On the software side, I began to think of classes with which to store the output. I wrote some class definitions and preliminary class functions with which to use for the time:frequency format of the data we will be working with.

October 9, 2022

Angela’s Status Report, 2022/10/08

At the beginning of the week, I helped prepare the slides and studied the different aspects of the project in preparation for questions. Even though I’m not directly in charge of things like the audio processing, it was a good idea to re-familiarize myself with the concepts, both in anticipation of questions and also to work on the project collaboratively.

I also began the coding process. I have now outlined all the functions of the note scheduling module, and the inputs, outputs, preconditions and postconditions for each. This was possible as Marco and I discussed last week the format for the output of the audio processing module. I have also written pseudo-code for some of the functions.

I expressed interest in helping with some of the audio processing earlier on, especially with writing our custom FFT function. I thought it would be an interesting problem to work on, as it reduces the Fourier’s time complexity from O(n^2) to O(nlogn). As we would have access to AWS resources, we would also be able to further speed up the process with parallelism. I will investigate whether this is necessary for near-real-time speech-to-piano later. It’s possible that the bottleneck would be elsewhere, but if the bottleneck is in the audio processing, it’s good to know we have options for improving the timing here.

October 2, 2022October 2, 2022

Angela’s Status Report, 2022/10/01

This week I met with my teammates to talk about the specifics of implementing our project. We also received our first parts and are excited to start working on our proof-of-concept for the physical piano interface soon.

Something I thought a lot about, as I am in charge of scheduling the keys, is how often to play them. We know from piano manufacturer Yamaha that a piano’s inner mechanisms allow each key to be pressed up to 15 times in one second. This is limited by an element known as the hammer: it strikes the strings of the piano to create sound. It takes it approximately 1/15 of a second to leave the string after each strike.

Even though we will be working on a digital piano and not an acoustic one, digital pianos are made to imitate acoustic pianos (when on the “piano” setting). Therefore, we can assume that digital pianos can also be approximately played 15 times per second. I first decided that I would be scheduling the keys at 15 Hz. Upon further consideration, I realized that human speech creates phonemes at a far slower rate than 15 per second. I also realized that playing keys at 15 Hz as long as there exists a frequency would result in a “stutter”: instead of “Hello” in 2 syllables, we would hear many syllables. This would render the speech both inaccurate and unintelligible.
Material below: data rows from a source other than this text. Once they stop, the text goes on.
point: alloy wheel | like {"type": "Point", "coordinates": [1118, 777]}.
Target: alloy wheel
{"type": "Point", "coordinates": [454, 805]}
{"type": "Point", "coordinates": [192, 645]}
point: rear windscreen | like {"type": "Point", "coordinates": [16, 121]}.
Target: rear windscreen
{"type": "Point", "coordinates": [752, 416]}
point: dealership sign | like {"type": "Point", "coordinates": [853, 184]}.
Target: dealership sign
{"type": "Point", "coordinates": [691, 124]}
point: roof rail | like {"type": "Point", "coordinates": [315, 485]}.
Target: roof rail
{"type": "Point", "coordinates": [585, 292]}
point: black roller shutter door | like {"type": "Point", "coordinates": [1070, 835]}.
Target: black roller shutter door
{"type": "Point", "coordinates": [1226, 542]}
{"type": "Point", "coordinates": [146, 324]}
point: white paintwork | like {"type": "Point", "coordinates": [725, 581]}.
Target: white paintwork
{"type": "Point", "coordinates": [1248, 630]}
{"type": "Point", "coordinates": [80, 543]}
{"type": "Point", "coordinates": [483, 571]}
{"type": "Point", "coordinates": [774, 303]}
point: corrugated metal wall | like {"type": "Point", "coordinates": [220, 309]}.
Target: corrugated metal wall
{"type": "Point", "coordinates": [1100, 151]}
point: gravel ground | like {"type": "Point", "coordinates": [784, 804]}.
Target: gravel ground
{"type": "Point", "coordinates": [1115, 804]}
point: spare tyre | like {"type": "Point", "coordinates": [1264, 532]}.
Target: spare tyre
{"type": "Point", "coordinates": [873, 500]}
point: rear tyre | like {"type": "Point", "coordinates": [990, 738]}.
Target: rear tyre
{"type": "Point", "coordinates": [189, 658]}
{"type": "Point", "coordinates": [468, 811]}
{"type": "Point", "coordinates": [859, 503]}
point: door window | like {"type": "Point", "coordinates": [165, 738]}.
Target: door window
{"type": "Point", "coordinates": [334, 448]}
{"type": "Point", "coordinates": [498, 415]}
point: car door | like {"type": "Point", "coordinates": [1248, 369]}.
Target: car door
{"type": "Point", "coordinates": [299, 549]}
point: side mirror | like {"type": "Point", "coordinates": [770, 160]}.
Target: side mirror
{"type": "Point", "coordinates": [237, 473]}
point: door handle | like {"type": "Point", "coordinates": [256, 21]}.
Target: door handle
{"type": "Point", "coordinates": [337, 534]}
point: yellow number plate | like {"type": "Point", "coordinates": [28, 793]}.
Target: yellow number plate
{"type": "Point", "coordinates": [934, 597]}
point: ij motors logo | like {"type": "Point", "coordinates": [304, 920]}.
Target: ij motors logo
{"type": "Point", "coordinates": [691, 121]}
I decided that the keys should be scheduled as such: at each time period, we should compare the status of each frequency to its status at the previous time period. These statuses will be encoded as booleans: 0 if the frequency is not heard, and 1 if it is. If the frequency is going from 0 to 1, we will play the key. If the frequency is going from 1 to 0, we will release the key. Otherwise, keys will retain their former position. This should result in acceptable fidelity to human speech. The time periods have not been decided yet; we will experiment with different frequencies to determine the best one for evoking speech.